I talked about this, before, here.
The inverse relationship between the economy and commodity prices goes back a long way. In the chart below, I show my calculation of world industrial production, compared with CRB commodity price index, inverted and lagged 24 months. Why inverted, and why lagged?
When commodity prices surge, commodity exporters gain, but they don't necessarily spend their gains immediately. Think of a rise in the oil price. Motorists everywhere have to pull in their belts, but oil producers might just accumulate any windfall. Total world demand, GDP, industrial production, etc., tend to go down. At the same time, central banks respond to the rise in inflation caused by rising commodity prices by tightening monetary policy, and governments by tightening fiscal policy. So a rise in commodity prices ultimately leads to a fall in economic activity, and the response is lagged. On the basis of the last 70 years, the lag is about 18 months to 2 years.
The irony is that a sharp rise in economic activity can lead to a jump in commodity prices which in turn leads, 2 or 3 years later, to a collapse in the economy, which leads to a plunge in commodity prices, and so on. War, oil boycotts, sanctions can complicate this relationship, but the economic fundamentals remain critical. For example, the export embargo by oil producers which led to the 1973 oil crisis and the deep 74/75 recession, only worked because economic demand was so strong.

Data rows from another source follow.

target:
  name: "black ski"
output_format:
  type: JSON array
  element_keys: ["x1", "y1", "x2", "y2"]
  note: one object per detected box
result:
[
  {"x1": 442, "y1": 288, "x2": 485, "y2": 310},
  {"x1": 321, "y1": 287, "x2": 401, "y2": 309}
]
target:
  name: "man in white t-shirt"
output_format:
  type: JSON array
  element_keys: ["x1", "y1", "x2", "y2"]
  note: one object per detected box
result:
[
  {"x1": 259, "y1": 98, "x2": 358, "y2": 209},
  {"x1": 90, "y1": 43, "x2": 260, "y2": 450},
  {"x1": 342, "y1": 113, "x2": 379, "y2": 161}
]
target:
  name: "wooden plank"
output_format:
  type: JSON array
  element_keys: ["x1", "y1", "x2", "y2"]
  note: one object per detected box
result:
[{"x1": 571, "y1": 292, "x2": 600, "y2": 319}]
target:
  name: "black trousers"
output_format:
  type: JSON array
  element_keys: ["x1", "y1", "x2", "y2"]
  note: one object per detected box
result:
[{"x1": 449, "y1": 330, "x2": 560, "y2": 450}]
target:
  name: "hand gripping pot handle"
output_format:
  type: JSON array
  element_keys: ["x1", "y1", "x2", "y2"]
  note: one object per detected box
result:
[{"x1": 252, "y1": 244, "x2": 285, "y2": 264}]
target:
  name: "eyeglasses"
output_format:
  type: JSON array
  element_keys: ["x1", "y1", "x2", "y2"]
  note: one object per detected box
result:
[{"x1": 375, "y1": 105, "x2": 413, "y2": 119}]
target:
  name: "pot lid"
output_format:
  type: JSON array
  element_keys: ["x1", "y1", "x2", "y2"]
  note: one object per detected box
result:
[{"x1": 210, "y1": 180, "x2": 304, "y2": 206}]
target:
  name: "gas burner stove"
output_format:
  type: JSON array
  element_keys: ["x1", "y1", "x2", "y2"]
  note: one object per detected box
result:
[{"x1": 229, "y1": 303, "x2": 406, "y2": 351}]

Right now, the turn in commodity prices, i.e., their sustained fall, is consistent with a troughing in the world economy towards the middle of this year. It's not just the oil price which is falling, but also food prices. Leading indicators, such as PMIs, have passed their low point, but the actual economy lags PMIs by 3 to 6 months, so that is also consistent with a mid-year turn.
Why haven't we had the deep recession I forecast in my earlier piece? Partly the stimulus provided by massive deficit spending by the USA as a result of the so-called Inflation Reduction Act ("IRA"), partly the spending rebound as the world came out of the covid crash lockdowns. What will be the next factors to throw my forecasts awry? Covid certainly threw several massive spanners into the works!